Às 18h, Afonso bate cartão na saída da empresa. Nem tem a oportunidade de acompanhar a emocionante volta para casa de seus íntimos, dona Meio Metro e Seu Narigudo. Ele volta cochilando, depois de um dia exaustivo de trabalho. Chega em casa, faz um chimarrão e assiste “Alto Astral”, novela a qual ele não perde um capítulo. Antes, ele acompanhava “Babilônia” também. Mas viu uma cena de duas senhoras se beijando – segundo ele, uma pouca vergonha- e resolveu começar a dormir mais cedo. Afonsinho não janta, só toma café à noite. Diz que jantar faz mal pra saúde. E assim se passam os dias do nosso herói, um atrás do outro, como se fosse um livro construído só com xerox da primeira página.

Uns meses atrás Afonso conheceu Martin, jovem de 22 anos, novo estagiário da empresa de celulose. O moço tem tatuagens por todo o braço e a barba maior do que o cabelo de Afonsinho. Fala sobre socialismo, filmes, livros, planeja viagens e mudar o mundo. As ideias e a vida do garoto encantam Afonso. O fazem pensar sobre a vida, sobre o que é e o que poderia ser. Martin saiu da vaga de estágio semana passada. Disse que ia fazer um mochilão pela América Latina com mais dois amigos. Em cima da mesa de Afonsinho o jovem deixou um presente, um bloquinho com algumas anotações e um CD.

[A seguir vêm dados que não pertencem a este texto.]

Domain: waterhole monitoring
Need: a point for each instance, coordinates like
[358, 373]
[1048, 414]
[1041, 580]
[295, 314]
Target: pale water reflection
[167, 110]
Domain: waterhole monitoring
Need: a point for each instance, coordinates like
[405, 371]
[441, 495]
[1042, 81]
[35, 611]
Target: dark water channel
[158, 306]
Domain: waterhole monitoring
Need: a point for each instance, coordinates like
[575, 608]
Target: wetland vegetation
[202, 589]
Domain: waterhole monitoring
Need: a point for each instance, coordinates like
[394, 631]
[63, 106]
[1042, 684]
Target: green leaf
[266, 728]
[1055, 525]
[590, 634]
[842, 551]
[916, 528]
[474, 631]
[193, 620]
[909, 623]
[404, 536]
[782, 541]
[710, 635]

Afonso pediu demissão ontem. Disse que já tinha gastado muito tempo da sua vida na empresa, que agora ia para uma nova jornada. Hoje ele não viu dona Meio Metro e Seu Narigudo, não deu bom dia para motorista nem sentou no primeiro banco do ônibus. Afonso pegou seu carro velho, tirou todo seu dinheiro do banco, fez as malas e foi viajar.

No porta luvas, Afonso levou o bloquinho que ganhara de presente. Nele dizia “Só existem dois dias no ano que nada pode ser feito, um se chama ontem, e o outro se chama amanhã. Portanto, hoje é o dia certo para amar, acreditar, fazer e principalmente viver- Dalai Lama”. No som do carro, Afonso colocou o CD de sua mais nova banda preferida. E assim pegou a estrada, ouvindo Rolling Stones.